If one makes investment in Foreign Shares under LRS and earns Dividend, the dividend is taxable in India (DTAA can be availed).

  1. Is there any timelimit within which the realised dividend should be brought back to India?
  2. Can the dividend be reinvested in Foreign share without bringing back to India?

I found following FAQ in RBI which says it has to be brought back if uninvested within 180 days. Is it correct understanding or does it have different context.

Q 4. Under LRS are resident individuals required to repatriate the income earned on investments abroad, over and above the principal amount?

Ans. The investor who has remitted funds under LRS can retain and reinvest the income earned from his investments made under the Scheme. However, the received/realised/unspent/unused foreign exchange, unless reinvested, shall be repatriated and surrendered to an authorised person within a period of 180 days from the date of such receipt/ realisation/ purchase/ acquisition or date of return to India, as the case may be.

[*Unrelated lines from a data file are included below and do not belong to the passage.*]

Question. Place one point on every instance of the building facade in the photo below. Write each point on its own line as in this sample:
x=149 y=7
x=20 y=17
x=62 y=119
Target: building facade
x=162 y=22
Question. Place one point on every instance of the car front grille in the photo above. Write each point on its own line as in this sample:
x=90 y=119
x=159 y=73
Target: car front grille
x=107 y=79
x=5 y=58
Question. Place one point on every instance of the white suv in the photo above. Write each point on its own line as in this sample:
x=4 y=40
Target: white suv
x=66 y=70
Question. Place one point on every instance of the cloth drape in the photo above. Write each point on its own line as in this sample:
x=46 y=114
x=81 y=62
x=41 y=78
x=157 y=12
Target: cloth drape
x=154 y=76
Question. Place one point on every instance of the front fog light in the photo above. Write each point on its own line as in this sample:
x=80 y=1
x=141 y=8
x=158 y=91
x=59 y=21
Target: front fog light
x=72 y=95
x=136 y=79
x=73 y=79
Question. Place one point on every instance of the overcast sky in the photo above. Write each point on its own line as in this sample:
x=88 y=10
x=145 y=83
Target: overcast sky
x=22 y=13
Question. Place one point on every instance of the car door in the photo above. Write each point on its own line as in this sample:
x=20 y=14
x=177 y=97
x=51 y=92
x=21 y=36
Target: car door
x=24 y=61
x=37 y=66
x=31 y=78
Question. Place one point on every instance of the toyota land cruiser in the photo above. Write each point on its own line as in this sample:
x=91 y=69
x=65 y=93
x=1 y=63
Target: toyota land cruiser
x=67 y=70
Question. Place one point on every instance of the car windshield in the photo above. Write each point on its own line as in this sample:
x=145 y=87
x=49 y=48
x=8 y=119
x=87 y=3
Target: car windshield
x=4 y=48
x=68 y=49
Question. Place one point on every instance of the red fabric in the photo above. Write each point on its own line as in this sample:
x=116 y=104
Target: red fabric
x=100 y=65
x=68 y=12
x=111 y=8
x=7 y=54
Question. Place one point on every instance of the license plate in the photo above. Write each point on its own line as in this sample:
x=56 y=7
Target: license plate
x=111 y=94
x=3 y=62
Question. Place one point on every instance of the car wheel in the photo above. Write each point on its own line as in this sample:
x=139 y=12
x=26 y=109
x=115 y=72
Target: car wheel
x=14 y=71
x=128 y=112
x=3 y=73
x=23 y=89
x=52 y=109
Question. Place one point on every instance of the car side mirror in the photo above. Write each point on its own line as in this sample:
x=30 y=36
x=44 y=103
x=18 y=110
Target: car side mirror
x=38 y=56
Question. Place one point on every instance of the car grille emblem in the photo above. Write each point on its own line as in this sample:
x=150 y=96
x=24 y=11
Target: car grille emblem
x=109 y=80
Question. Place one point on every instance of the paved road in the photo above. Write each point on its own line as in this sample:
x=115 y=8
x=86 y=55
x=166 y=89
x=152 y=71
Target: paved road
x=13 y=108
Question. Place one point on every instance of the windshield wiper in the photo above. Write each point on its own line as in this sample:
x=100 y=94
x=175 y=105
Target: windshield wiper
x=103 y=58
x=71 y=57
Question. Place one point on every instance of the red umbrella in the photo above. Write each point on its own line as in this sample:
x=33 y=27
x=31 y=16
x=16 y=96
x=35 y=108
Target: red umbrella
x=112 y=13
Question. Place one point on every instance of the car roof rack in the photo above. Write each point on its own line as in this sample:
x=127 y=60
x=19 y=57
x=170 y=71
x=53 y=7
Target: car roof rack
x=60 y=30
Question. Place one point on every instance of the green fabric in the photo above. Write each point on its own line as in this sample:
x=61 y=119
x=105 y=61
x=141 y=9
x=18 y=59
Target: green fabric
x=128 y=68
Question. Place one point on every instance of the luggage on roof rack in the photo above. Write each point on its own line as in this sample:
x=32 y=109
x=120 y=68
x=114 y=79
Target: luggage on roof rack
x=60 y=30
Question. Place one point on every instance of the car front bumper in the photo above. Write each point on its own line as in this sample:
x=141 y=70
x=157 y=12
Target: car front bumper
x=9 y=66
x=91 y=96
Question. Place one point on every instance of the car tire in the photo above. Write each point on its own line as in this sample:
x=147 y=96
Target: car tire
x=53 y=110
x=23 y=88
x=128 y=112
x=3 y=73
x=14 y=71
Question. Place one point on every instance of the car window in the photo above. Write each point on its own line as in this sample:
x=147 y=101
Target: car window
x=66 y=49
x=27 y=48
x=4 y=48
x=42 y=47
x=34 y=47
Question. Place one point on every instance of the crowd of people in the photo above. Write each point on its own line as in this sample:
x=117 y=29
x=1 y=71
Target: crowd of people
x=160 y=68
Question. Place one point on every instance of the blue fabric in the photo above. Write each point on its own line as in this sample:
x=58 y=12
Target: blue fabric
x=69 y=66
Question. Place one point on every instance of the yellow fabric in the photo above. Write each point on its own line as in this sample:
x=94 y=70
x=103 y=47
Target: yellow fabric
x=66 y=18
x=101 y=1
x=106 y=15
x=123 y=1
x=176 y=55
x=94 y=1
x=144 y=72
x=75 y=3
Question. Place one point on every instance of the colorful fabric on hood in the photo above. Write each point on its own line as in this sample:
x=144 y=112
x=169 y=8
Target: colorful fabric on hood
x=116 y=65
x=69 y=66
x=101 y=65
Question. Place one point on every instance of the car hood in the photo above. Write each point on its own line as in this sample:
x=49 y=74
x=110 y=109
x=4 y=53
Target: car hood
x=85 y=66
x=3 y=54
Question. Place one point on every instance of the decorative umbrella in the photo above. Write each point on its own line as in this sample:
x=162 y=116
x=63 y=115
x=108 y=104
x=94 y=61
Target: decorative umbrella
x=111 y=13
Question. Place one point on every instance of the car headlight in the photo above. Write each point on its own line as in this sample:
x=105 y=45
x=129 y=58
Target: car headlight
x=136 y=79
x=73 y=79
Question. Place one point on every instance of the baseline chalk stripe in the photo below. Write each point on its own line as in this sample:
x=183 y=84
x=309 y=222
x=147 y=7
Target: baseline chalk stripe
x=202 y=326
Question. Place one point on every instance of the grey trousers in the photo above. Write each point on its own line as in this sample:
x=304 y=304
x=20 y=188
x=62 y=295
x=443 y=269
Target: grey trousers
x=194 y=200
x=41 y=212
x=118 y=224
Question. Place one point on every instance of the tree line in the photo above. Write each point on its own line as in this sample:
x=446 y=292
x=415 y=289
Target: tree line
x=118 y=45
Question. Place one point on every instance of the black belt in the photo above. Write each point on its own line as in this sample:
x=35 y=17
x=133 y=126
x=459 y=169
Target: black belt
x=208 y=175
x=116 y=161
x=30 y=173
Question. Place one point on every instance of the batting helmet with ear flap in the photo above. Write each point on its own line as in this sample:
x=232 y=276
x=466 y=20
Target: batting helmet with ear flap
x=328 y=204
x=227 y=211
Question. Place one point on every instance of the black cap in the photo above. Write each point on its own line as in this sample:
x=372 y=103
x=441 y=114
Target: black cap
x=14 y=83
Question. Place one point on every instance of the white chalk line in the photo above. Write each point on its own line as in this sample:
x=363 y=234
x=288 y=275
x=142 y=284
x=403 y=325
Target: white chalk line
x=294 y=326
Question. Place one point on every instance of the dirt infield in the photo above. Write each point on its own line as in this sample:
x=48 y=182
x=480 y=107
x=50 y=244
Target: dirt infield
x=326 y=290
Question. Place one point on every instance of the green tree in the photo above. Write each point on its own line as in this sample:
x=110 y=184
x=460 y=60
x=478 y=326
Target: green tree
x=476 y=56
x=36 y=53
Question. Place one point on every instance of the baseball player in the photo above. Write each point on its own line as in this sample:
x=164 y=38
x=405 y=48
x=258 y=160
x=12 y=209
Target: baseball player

Further, any additional repatriation requirement with respect to investments made under Overseas Investments Rules and Regulations 2022 shall also be adhered to.

 

Thanks

Sri

Replies (1)

Your understanding is correct but needs clarification for proper context. Let’s break this down:


1. Taxability of Dividend Earned on Foreign Shares

  • Dividend income from foreign shares is taxable in India under the Income Tax Act, 1961, as part of your total income, under the head "Income from Other Sources."
  • Double Taxation Avoidance Agreements (DTAA) benefits can be availed to claim a tax credit for taxes paid in the foreign country where the dividend is earned.

2. Bringing Dividend Back to India

The FAQ from the RBI clarifies the rules under the Liberalized Remittance Scheme (LRS) and Overseas Investment Rules:

  • Repatriation Rule under LRS:

    • The income (e.g., dividend) earned abroad must be repatriated to India within 180 days if it is not reinvested abroad.
    • This means:
      • If the dividend is realized but left unutilized (i.e., not reinvested in any foreign asset), it should be brought back to India.
      • If reinvested (e.g., in foreign shares or other permissible assets), there is no need to bring it back.
  • Rationale for the Rule:

    • The rule ensures that unutilized foreign earnings are not kept idle abroad and are brought back to the domestic economy.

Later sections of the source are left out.